Penrith's charge to the Telstra Premiership finals in recent weeks has been put down to the control of Nathan Cleary in the No.7 jersey, but halves partner Tyrone May has proved a handy sidekick.

With no timeframe on Matt Moylan's return from a hamstring injury, his replacement in May is relishing the opportunity to play second fiddle.

Griffin opted to use Bryce Cartwright at five-eighth earlier in the season but with Moylan's move into the No.6 jersey proving a success on the back of Te Maire Martin's exit to the Cowboys, plans have changed at the foot of the mountains. 

While the 21-year-old admits he'll find it tough to keep a spot once the Panthers skipper makes a return, the opportunity to become the side's halves back-up leading into the finals is now an added motivating factor when he drops back to the Intrust Super Premiership.

Moylan's late withdrawal in New Zealand saw May line up for the first time in the NRL alongside former Holden Cup teammates Nathan Cleary, Dylan Edwards and Sione Katoa back in Round 19.

"The game in New Zealand was tough but that Bulldogs game where they were fighting for their season, they just come out with everything," May said. 

"I had the idea I may come off the bench and play a utility role at best but couldn't believe it really [when I got told I would start].

"I've had Bodene Thompson and Josh Jackson as the back-rowers running at me. I was cheering Jackson on in Origin the other week and then I have to mark up against him so it's crazy how it works." 

It has proved the Panthers' biggest asset in 2017 – blooding rookies who have not only scored a try on debut, but become regular and reliable mainstays in Anthony Griffin's line-up. 

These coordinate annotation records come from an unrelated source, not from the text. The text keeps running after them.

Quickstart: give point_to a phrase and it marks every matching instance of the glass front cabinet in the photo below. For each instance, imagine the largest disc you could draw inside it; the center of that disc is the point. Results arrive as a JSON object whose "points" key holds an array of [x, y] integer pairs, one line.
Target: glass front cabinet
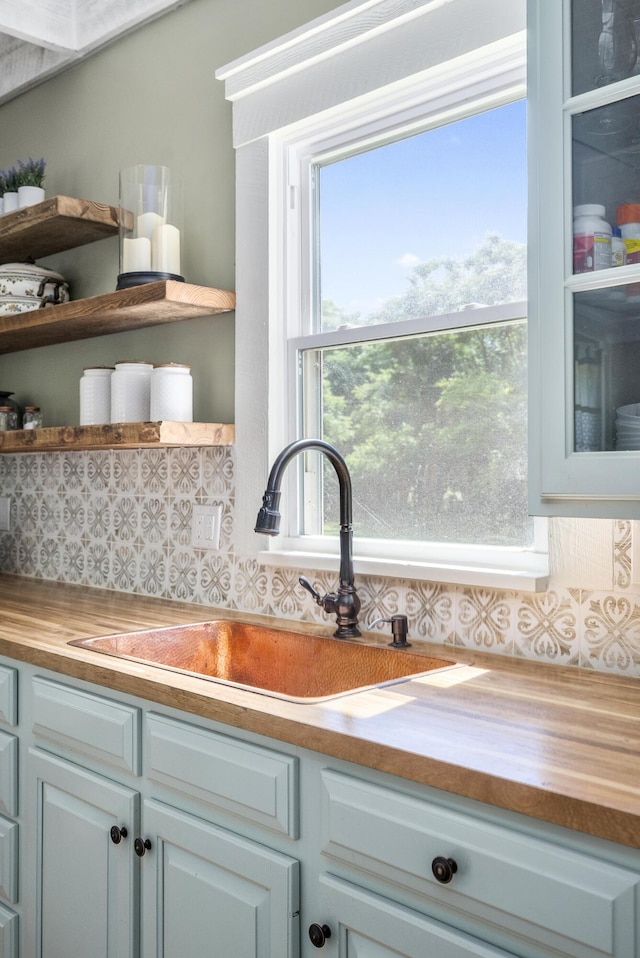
{"points": [[584, 257]]}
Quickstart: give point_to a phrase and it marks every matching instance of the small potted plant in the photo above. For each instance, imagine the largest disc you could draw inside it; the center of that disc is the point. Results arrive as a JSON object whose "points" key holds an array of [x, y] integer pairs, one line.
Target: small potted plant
{"points": [[10, 194], [30, 176]]}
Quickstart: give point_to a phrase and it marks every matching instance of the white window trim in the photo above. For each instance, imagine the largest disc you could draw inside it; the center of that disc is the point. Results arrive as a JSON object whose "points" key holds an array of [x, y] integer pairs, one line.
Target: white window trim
{"points": [[366, 60]]}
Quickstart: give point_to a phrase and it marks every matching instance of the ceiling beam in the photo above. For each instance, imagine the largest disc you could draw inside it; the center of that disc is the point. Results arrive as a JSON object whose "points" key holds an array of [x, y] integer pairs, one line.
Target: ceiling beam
{"points": [[45, 23]]}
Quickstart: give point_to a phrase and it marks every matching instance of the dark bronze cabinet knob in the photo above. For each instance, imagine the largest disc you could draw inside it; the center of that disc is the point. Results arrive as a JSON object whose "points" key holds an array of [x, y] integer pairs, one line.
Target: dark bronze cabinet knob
{"points": [[140, 846], [319, 934], [443, 869], [117, 834]]}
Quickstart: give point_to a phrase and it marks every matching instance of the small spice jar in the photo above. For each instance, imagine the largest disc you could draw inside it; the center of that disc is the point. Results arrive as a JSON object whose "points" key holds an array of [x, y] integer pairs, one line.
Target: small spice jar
{"points": [[32, 418], [8, 418], [172, 393]]}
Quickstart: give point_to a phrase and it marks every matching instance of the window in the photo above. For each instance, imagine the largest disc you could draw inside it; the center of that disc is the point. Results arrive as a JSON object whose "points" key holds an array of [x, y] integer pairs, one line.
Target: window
{"points": [[415, 366], [415, 371]]}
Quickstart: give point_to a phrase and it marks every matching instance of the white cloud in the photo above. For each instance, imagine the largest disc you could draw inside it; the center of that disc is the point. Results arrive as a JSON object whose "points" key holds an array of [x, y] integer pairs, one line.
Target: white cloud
{"points": [[408, 261]]}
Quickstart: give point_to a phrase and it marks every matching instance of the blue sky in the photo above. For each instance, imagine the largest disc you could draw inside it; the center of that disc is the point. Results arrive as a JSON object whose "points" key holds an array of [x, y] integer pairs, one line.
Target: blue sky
{"points": [[434, 194]]}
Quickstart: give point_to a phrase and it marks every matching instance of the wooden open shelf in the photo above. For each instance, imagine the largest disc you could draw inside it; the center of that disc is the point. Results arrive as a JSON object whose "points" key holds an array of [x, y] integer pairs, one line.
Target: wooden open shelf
{"points": [[166, 301], [130, 435], [57, 224]]}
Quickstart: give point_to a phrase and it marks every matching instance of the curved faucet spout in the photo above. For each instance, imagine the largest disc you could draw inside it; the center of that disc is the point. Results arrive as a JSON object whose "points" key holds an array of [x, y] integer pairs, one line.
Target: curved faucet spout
{"points": [[345, 603]]}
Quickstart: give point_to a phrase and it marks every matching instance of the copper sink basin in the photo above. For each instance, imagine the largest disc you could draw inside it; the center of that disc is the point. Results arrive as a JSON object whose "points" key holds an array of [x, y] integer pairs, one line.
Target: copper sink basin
{"points": [[277, 662]]}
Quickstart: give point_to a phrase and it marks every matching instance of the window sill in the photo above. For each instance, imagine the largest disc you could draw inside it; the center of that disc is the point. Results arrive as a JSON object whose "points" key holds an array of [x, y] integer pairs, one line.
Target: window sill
{"points": [[532, 576]]}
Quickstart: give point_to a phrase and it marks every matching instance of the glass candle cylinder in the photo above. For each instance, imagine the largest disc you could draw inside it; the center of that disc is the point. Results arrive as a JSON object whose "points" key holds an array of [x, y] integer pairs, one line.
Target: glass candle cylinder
{"points": [[95, 395], [32, 418], [172, 393], [150, 225], [131, 391]]}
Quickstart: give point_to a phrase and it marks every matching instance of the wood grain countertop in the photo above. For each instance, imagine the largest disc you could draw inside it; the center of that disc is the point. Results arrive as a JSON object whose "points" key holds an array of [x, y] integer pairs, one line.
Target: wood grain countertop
{"points": [[559, 744]]}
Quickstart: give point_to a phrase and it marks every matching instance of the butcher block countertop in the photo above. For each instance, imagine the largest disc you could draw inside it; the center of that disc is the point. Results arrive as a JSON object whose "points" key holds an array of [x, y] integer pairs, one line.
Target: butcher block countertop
{"points": [[559, 744]]}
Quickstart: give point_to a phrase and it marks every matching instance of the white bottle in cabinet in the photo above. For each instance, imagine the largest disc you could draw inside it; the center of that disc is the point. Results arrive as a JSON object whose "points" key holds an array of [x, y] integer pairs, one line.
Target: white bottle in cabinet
{"points": [[584, 345]]}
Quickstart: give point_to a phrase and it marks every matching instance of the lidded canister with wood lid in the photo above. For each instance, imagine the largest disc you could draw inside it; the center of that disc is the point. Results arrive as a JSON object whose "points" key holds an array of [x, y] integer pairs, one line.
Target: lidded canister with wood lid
{"points": [[172, 393]]}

May joins the likes of Edwards, Harawira-Naera and Kikau who have all established themselves in the top grade this season. 

Griffin has kept a simple approach for the former Junior Kangaroo – who has grown up in the forward pack. 

"He wants me to focus on my defence mainly," May said.

"I grew up playing halfback but got too big. The transition to a lock or in the back-row may still happen at the backend of my career but I'll try and play five-eighth for as long as I can."

Whether May will feature again in 2017 is anyone's guess, but for now he's just enjoying the ride, especially with great mate Nathan Cleary, with the pair coming through the junior grades together.

"He's as cool as a cucumber so you don't really get nervous when you look at him and it's the same face that he has," May said.

"We know each other's game and it comes naturally.

"If I play again or go back to NSW Cup I've just got to make sure I keep running the ball."